Лейтенант не стонал, лицо его, голубовато-белое, точно припорошенное мелом, было на удивление спокойно. Но глаза его, глядевшие с полным сознанием и полной разумностью, несли в своем взгляде такое, что смотреть в них ни у кого не хватало силы, и каждый, кто встречался со взглядом лейтенанта, поскорее переводил свои глаза на другое. Понимал ли он, что это последний его час, что он не жилец и все вокруг это понимают – с первого же взгляда на него? Наверное, понимал…

Задний борт подняли, заложили крюки. Костя скользнул взглядом по лицам в грузовике: Шакенова не было. Очевидно, с ним еще что-то делали в санбате.

Шофер, здоровенный малый, в заношенной, лоснящейся на сгибах чернотою гимнастерке, в насквозь просаленной, пропотелой и тоже черной пилотке, с подножки кабины заглянул в кузов, проверяя, как разместились раненые, задержал взгляд на лейтенанте. Косте показалось, что шофер в похмелье: лицо, кирпичное, в сизых пятнах угрей, – тяжелое, неподвижное, угрюмо-сонливое, глазки, маленькие, втопленные в подпухшие, воспаленные веки, мутны, красны…

Ничего не сказав, он прихлопнул дверцу. Грузовик заурчал мотором, тронулся.

Зенитки снова стали пронзительно, вперебой лаять. Бледные дымные трассы, возносясь из-за деревьев и крыш с разных сторон, сходились в фокус в зачерненном, мглистом небе. Но что находилось в их фокусе, какая цель – с тряского грузовика было не разглядеть.

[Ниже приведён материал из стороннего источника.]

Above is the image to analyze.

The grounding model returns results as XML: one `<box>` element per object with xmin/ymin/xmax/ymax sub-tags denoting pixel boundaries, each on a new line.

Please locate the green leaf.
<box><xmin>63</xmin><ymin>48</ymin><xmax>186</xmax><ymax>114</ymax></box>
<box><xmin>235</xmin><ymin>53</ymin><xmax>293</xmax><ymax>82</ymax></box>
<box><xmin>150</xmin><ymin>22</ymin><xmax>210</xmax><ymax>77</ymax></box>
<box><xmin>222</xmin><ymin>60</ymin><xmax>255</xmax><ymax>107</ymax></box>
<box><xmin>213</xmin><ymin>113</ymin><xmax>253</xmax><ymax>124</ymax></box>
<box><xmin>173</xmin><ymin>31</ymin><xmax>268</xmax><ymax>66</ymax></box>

– Ну, если выскочим… – сказал Егоров, хватаясь здоровой рукой за борт.

У всех было желание поскорее покинуть фронтовую зону, убраться подальше от этой деревни, такой притягательной для немецких «юнкерсов», но шоферу, кажется, хотелось этого сильнее, чем раненым. Над кузовом свистел вихревой ветер. Пыль взметывалась из-под колес, не поспевая за грузовиком, поотстав метров на пятнадцать.

Деревня сразу же исчезла из глаз, справа и слева бежало поле в полосках скошенного и нескошенного хлеба, кукурузы, подсолнечника, картофеля. В хлебах, в стерне, среди картофельной ботвы чернели плешины от разорвавшихся снарядов и мин.

Даже на поворотах шофер не сбавлял скорости. Грузовик заносило, встряхивало, все в нем дребезжало. Людей подбрасывало, било о борта, друг о друга.

– Печенки отобьет, гад! – выругался танкист. Его трясло и подкидывало рядом с Костей. Доставалось ему здорово – он даже за борт не мог держаться своими обожженными, замотанными в бинты руками. – Постучите ему, гаду! – закричал он тем, кто сидел у шоферской кабины. – Он что – контуженый или с детства такой дурак?

Солдат с железными зубами принялся колотить кулаком в жестяной помятый верх кабины.

Шофер тут же затормозил, вырос на подножке – с тревожным, вопрошающим видом.

– Ты что, твою мать, поубивать всех вздумал? Забыл, чего везешь? Людей везешь, не картошку! – заорал на него весь кузов.

Шофер должен был или сконфузиться, или отругнуться. Но он только тревожно глядел на лейтенанта, лежавшего посередине. И все вдруг поняли то, чего не сумели сообразить в тряске и громе бешеной езды, – отчего он так гнал, так спешил. И так же вдруг разглядели, какой он усталый, измученный, этот шофер, день-ночь мотающийся по фронтовым дорогам, и как неприложимы к нему подозрения, что он во хмелю, пьян.

– Ладно, шофер, поехали! – как бы извиняясь за всех, сказал танкист. – Давай, шуруй, жми на всю железку. Потерпим.

Грузовик опять задребезжал, загремел разболтанным кузовом. Опять засвистел над головами ветер, срывая пилотки, завихрилась позади светло-желтая пыль.

Лейтенанта покачивало, потряхивало на соломе, как бесчувственного. Но глаза его были открыты, смотрели по-прежнему разумно и ясно и с тем выражением, какое трудно было выносить.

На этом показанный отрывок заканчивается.